Question

The mineral galena is composed of lead(II) sulfide and has an average density of$\mathbf{7}\mathbf{.46}\mathbf{g}\mathbf{/}{\mathbf{cm}}^{\mathbf{3}}$.

1. How many moles of lead(II) sulfide are in $\mathbf{1}\mathbf{.00}{\mathbf{ft}}^{\mathbf{3}}$of galena?
2. How many lead atoms are in $\mathbf{1}\mathbf{.00}{\mathbf{dm}}^{\mathbf{3}}$of galena?

Short answer

1. The Moles of lead(II) sulfide are in 1.00 ft³ of galena is 882.9 mol.
2. The lead atoms are in 1.00 dm³ of galena is $\mathbf{1}\mathbf{.}\mathbf{88}\mathbf{\times }{\mathbf{10}}^{\mathbf{25}}\mathbf{atoms}$.

Step-by-step solution

To Calculate how many moles of lead(II) sulfide are in 1.00 ft3 of galena,

The V(galena) are in$1{\mathrm{ft}}^3=28316.85{\mathrm{cm}}^3$

The density of d(galena) is$7.46\mathrm{g}/{\mathrm{cm}}^3$

The moles of lead(II) sulfide m(galena)$=\mathrm{d}\times \mathrm{V}$

$=28316.85{\mathrm{cm}}^3\times 7.46\mathrm{g}/{\mathrm{cm}}^3$

The moles of lead(II) sulfide m(galena)$=211243.701\mathrm{g}$

$\begin{array}{c}\mathrm{Mr}\left(\mathrm{PbS}\right)=\mathrm{Ar}\left(\mathrm{Pb}\right)\times \mathrm{Ar}\left(\mathrm{S}\right)\\ \mathrm{Mr}\left(\mathrm{PbS}\right)=207.20+32.06\\ \mathrm{Mr}\left(\mathrm{PbS}\right)=239.26\mathrm{g}/\mathrm{mol}\\ \mathrm{n}\left(\mathrm{PbS}\right)=\mathrm{m}/\mathrm{Mr}=\frac{211243.7\mathrm{g}}{239.26\mathrm{g}/\mathrm{mol}}\\ \mathrm{n}\left(\mathrm{PbS}\right)=882.9\mathrm{mol}\end{array}$

The Moles of lead(II) sulfide are in 1.00 ft³ of galena is 882.9 mol.

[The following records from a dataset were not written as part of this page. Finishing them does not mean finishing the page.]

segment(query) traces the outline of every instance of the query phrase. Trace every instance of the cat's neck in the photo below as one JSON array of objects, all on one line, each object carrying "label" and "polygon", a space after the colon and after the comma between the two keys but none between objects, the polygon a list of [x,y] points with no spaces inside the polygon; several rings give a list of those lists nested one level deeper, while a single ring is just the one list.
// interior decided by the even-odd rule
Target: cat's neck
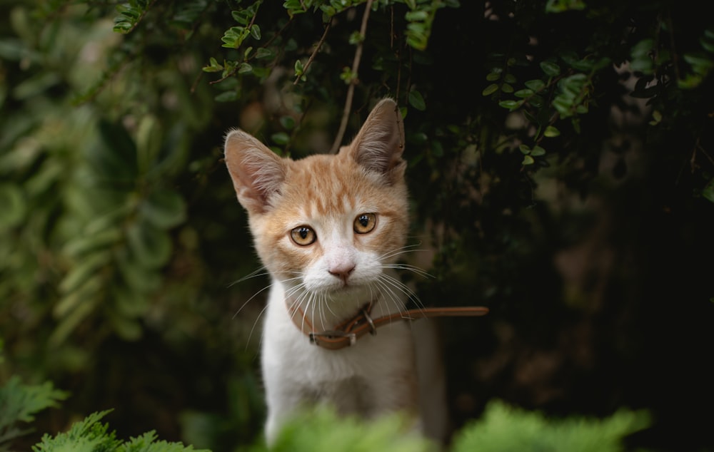
[{"label": "cat's neck", "polygon": [[308,325],[314,331],[334,329],[368,308],[371,315],[386,316],[406,309],[406,297],[399,297],[391,291],[383,292],[375,287],[355,287],[322,295],[311,297],[287,283],[273,282],[271,303],[281,305],[293,322],[303,327]]}]

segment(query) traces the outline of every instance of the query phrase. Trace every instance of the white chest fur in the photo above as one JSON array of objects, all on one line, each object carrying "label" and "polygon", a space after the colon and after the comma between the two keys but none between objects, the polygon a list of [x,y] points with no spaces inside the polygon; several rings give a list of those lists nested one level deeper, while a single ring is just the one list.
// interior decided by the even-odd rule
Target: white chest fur
[{"label": "white chest fur", "polygon": [[[386,309],[386,303],[380,306]],[[398,308],[394,304],[393,309]],[[328,404],[366,417],[394,411],[417,412],[417,377],[410,324],[396,322],[340,350],[318,347],[298,329],[283,284],[274,281],[262,339],[268,441],[283,420],[302,404]]]}]

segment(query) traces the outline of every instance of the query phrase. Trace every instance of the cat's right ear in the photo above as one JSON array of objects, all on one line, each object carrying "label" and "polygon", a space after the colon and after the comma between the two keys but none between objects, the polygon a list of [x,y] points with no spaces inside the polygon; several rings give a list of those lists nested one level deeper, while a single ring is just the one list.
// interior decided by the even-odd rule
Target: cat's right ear
[{"label": "cat's right ear", "polygon": [[223,147],[238,200],[248,213],[262,213],[280,193],[286,163],[252,135],[234,129],[226,135]]}]

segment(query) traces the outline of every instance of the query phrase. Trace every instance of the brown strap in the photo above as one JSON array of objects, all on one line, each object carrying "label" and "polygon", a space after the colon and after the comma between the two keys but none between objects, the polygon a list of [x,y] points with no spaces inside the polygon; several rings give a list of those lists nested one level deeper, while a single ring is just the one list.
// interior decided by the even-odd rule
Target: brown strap
[{"label": "brown strap", "polygon": [[[334,329],[316,332],[313,331],[312,325],[304,318],[304,315],[298,319],[294,315],[293,322],[309,338],[310,341],[315,345],[329,350],[338,350],[346,346],[354,345],[357,339],[367,333],[377,334],[377,328],[393,322],[403,320],[416,320],[417,319],[431,317],[466,317],[486,315],[488,308],[482,306],[466,307],[430,307],[421,309],[409,309],[401,312],[395,312],[376,319],[369,316],[373,302],[370,302],[363,307],[355,317],[335,327]],[[302,314],[299,308],[296,308]],[[298,323],[299,322],[299,323]]]}]

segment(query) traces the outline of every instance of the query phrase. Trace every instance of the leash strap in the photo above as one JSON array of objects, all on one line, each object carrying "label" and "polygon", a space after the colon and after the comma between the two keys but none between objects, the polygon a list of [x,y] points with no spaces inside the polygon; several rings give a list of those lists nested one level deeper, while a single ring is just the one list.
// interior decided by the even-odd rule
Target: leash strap
[{"label": "leash strap", "polygon": [[395,312],[373,319],[370,317],[370,312],[373,304],[373,301],[370,302],[355,317],[337,325],[333,329],[319,332],[313,331],[312,325],[305,318],[299,307],[296,307],[295,310],[301,315],[296,316],[293,312],[291,317],[293,323],[310,338],[311,344],[328,350],[339,350],[354,345],[357,343],[357,339],[368,333],[374,336],[377,334],[377,328],[394,322],[432,317],[473,317],[488,313],[488,308],[483,306],[428,307]]}]

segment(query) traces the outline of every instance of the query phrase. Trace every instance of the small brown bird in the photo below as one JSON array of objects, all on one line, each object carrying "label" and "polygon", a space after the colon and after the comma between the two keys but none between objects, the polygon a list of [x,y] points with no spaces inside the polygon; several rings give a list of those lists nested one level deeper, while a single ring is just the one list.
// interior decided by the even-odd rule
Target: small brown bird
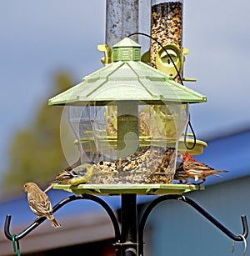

Step 2: How many lead atoms are in 1.00 dm3 of galena,

The V=$1{\mathrm{dm}}^3={10}^3{\mathrm{cm}}^3$

$\mathrm{m}=\mathrm{d}\times \mathrm{V}=7.46\mathrm{g}/{\mathrm{cm}}^3\times {10}^3{\mathrm{cm}}^3$

m(galena)= 7460gm(galena)=239.26 g/cm³

n(galena) =$\mathrm{m}/\mathrm{Mr}=\mathrm{n}\left(\mathrm{Pb}\right)$

$\mathrm{n}\left(\mathrm{galena}\right)=\frac{7460\mathrm{g}}{239.26\mathrm{g}/\mathrm{mol}}$.n(galena)= 31.18 mol.

$\begin{array}{c}\mathrm{n}\left(\mathrm{Pb}\right)=\mathrm{n}\left(\mathrm{galena}\right)=31.18\mathrm{mol}\\ \mathrm{n}\left(\mathrm{Pb}\right)=\mathrm{n}\left(\mathrm{Pb}\right)\times {\mathrm{N}}_{\mathrm{A}}\\ \mathrm{n}\left(\mathrm{Pb}\right)=31.18\times 6.022\times 10{}^{23}\\ \mathrm{N}\left(\mathrm{Pb}\right)=1.88\times 10{}^{25}\end{array}$

The lead atoms are in 1.00 dm³ of galena is $1.88\times {10}^{25}$atoms.